The story of the film is relatively simple but well-told in terms of its character arcs and development. The script, however, isn't always strong on dialogue, with the endless shouting of names drifting a little close to Titanic and a few occasions where supporting characters monologue about their place in the universe. There are also some big melodramatic contrivances, such as the manner of the family's reunion or the resolution of Daniel's subplot. If these events did happen exact as shown, they are clumsily conveyed; if they didn't, they have no real business in being there.
The much bigger criticism, which seems to have dogged the film, is that of alleged "whitewashing". There are, in fact, two separate accusations. The first concerns the nationality of the family, which are changed from Spanish to British (at least as far as accents are concerned) - the argument being that this was done to appeal to American audiences who might not read subtitles (so the stereotype goes). The second concerns the Thai presence in the film, with the attention focussing on the plight of Western tourists and not the pain and devastation of Thai nationals, who did not often have access to the support or resources enjoyed by the main characters.

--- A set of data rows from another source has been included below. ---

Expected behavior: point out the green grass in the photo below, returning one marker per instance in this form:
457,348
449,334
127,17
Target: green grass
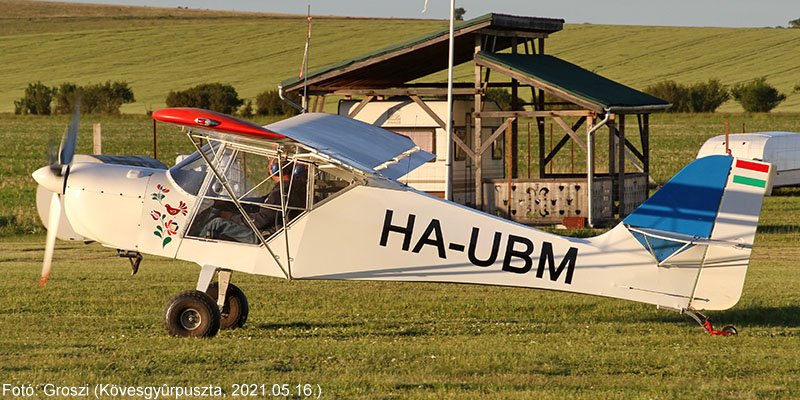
158,50
94,323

It is certainly true that The Impossible focusses on privileged white people, but it also doesn't make any massive attempt to say that their experience is typical. It is possible for an extraordinary story to convey universal themes, and vice versa. Because of this, the Thai characters are marginalised, and it is fair to assume that a film made from their viewpoint would have been more brutal still. You could even argue that the film has the problem as Shame, depicting something truly horrific while ultimately feeling a little too choreographed to truly win us over.
Ultimately, however, The Impossible has such a strong emotional pull that we are invested in the characters regardless of their race or status. These criticisms emerge during the moments of narrative contrivance or slack scripting, but for the most part the film is not dogged by these problems. Bayona's storytelling is efficient and he balances the two sides of the family reasonably well. It may not be the deepest disaster film ever, but it is one of the most emotionally weighty.
The Impossible is a really good film whose myriad successes ultimately overshadow its shortcomings. It tackles a very difficult subject matter with sensitivity and aplomb, offering us a host of good characters and great performances in which we can really invest. It's not without its problems, narrative or symbolic, but it's still a gripping and visceral drama that really deserves to be seen.